If you are the very proud owner of a logo or are about to have one burst into existence, this is for you. For this article, it is not really important what your logo looks like. We are just going to assume it is actually the best logo ever created.
A logo is probably one of the most important pieces of graphic design you will ever have created if not the most important. A logo is the face of your organization or interests. When you or the people you trust are not there in person to greet clients and potential clients, your logo takes over. It stands in place of a smiling or, at least, confident looking face. It’s important and it says a lot. Unfortunately, it doesn’t say everything.
As most of us know “kids say the darndest things“. One minute you can be looking into the most adorable face ever and the next you may be recoiling in shock by something they say. This is absolutely not something you would want to happen in a meeting. If you are telling the people you work with surreal or contradictory things – or even just have poor grammar, you probably are not making the right impression. Also, you probably are not going to be around long doing what it is you are trying to do. It doesn’t matter how snazzy you look, your communication is awful.
Ideally, you have everything under control when you are meeting a client personally. You won’t always be there in person, though. Someone that works with or for you may not either. Your logo is going to be the face of the business and the graphic design is going to work with your copy to be the voice. Just like an adorable kid can say something crazy, an amazing logo can not hide or make up for bad graphic design or communication.
I’ll let the AIGA Client’s Guide to Design describe this in a similar but different way.
Design is about the whole, not
the parts. If you wear your
$2,500 Armani suit with the
wrong pair of shoes, you are apt
to be remembered for the shoes
and not the suit. Inconsistency
raises doubt and doubt makes
people wary. This might not
matter much if customers didn’t
have alternatives, but customers
do. And they know it.So?
So, it isn’t enough for a company
to have a great logo if the communications
effort isn’t carried out
across the full spectrum of the
company’s interaction with its
marketplaces— from how the
telephone is answered to corporate
identity; branding; packaging;
print materials; advertising;
Internet, intranet, interactive
multimedia and web-related
communications; and environmental
graphics.
The investment you made into the logo for your business was a step in the right direction but it was not the only step needed. Your logo can be sitting over in the corner of a business card looking amazing while your contact info is in some huge, novelty, comic book font and the background is made up of something that looks like a tie-dyed shirt. The “face” looks fine but the communication is awful. This is where your identity and your brand comes in.

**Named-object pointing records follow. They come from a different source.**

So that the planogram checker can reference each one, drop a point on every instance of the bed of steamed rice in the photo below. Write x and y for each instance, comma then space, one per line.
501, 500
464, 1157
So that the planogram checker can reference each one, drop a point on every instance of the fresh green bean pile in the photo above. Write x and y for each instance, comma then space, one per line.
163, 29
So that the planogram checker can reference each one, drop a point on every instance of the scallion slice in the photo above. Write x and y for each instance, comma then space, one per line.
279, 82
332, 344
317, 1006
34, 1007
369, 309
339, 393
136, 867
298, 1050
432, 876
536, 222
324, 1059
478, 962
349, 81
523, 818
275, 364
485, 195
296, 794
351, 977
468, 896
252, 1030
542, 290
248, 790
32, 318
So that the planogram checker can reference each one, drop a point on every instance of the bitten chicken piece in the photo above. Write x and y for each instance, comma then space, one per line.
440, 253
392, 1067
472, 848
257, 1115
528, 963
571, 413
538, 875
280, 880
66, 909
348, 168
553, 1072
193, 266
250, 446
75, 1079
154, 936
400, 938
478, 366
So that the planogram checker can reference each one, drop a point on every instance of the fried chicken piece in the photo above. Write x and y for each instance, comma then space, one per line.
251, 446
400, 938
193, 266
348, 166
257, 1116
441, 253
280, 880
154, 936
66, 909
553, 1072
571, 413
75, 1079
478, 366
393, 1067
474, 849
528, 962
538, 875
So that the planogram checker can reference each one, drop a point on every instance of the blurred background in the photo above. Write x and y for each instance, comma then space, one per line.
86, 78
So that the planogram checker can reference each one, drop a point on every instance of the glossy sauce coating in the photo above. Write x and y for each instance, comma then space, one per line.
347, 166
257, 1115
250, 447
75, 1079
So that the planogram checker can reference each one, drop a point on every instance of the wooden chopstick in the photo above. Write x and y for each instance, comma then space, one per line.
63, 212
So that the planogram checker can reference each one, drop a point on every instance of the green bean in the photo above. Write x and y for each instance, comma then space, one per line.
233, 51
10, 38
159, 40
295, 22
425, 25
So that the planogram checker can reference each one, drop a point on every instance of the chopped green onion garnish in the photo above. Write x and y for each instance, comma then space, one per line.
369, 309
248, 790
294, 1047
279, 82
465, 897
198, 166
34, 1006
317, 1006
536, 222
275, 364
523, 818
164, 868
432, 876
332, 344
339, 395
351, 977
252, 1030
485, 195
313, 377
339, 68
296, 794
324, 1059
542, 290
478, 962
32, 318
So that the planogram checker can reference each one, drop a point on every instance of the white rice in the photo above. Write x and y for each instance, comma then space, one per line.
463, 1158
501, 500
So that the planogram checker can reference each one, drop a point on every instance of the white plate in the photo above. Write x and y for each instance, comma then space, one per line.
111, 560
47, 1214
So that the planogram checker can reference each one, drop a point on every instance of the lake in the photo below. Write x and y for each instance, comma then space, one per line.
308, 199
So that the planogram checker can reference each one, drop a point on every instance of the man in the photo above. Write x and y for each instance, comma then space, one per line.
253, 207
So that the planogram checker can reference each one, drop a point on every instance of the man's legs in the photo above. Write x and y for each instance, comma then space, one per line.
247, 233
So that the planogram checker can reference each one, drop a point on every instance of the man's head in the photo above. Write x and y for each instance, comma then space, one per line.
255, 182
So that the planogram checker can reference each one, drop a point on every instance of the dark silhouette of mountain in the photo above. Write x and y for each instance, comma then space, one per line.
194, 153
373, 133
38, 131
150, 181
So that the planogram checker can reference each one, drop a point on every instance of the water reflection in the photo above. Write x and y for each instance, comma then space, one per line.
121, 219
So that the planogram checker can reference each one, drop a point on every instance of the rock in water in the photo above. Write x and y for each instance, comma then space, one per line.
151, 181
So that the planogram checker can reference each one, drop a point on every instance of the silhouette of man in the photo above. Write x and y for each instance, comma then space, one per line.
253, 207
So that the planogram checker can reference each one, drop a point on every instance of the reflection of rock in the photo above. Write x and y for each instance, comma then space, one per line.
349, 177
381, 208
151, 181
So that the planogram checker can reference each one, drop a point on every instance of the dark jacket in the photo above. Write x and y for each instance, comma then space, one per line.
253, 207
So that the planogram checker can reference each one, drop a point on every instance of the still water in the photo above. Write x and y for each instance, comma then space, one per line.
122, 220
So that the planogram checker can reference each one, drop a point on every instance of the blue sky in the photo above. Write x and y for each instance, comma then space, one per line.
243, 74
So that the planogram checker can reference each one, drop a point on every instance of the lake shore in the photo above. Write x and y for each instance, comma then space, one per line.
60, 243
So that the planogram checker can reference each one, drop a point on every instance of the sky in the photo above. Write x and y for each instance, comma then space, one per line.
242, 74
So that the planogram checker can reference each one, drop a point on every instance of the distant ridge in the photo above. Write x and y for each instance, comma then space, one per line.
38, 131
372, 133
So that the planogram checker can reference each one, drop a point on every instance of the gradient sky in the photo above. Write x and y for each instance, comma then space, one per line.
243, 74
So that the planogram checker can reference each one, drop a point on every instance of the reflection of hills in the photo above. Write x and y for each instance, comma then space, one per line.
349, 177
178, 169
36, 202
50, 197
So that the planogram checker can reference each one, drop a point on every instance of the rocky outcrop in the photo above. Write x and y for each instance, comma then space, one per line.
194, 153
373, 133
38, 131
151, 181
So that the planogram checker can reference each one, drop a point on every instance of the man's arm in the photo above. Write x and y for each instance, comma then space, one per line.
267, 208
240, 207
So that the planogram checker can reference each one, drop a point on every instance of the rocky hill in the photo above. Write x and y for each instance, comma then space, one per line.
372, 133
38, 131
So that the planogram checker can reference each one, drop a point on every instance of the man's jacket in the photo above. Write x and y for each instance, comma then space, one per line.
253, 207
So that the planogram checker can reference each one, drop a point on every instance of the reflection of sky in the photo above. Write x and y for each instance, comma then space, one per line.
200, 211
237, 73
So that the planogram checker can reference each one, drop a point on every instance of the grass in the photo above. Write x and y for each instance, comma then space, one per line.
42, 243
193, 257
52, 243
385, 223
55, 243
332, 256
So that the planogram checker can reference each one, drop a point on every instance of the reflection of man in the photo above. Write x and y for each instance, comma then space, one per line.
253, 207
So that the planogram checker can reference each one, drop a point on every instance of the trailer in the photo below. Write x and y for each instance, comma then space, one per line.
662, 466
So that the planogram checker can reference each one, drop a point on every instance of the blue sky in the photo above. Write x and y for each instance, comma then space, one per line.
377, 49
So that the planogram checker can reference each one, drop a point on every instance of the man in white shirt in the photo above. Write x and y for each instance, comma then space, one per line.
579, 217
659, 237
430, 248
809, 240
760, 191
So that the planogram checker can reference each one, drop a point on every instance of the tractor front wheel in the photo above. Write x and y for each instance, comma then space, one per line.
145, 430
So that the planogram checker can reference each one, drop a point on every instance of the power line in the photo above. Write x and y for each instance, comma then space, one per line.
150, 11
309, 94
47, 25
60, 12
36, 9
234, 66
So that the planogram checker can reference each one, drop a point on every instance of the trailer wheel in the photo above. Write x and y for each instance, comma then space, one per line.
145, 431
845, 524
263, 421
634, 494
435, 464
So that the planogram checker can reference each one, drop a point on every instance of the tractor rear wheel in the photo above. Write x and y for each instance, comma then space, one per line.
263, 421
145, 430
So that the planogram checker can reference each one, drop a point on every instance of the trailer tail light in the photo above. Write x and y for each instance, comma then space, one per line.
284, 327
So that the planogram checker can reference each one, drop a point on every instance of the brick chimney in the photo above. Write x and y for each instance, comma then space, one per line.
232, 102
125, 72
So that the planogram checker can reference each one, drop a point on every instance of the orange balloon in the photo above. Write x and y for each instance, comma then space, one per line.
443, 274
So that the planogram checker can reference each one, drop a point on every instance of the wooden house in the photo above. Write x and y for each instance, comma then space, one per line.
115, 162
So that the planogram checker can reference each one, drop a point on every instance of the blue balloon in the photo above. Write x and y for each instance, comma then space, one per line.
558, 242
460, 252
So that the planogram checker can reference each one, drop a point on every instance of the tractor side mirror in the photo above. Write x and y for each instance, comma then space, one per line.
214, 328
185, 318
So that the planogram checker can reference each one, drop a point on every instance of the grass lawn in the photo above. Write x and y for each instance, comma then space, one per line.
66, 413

There are several pieces of graphic design that work together to create the overall appearance of your business to others – the Identity and/or Brand. This includes not only a logo but typeface, color palette, grid systems, photography and many more. When your communication looks bad, it is bad. When it looks good, the sky is the limit.
Don’t fall into the trap of feeling a logo is all the graphic design you needed or will ever need. It is an important part of your image but it is only one piece of many.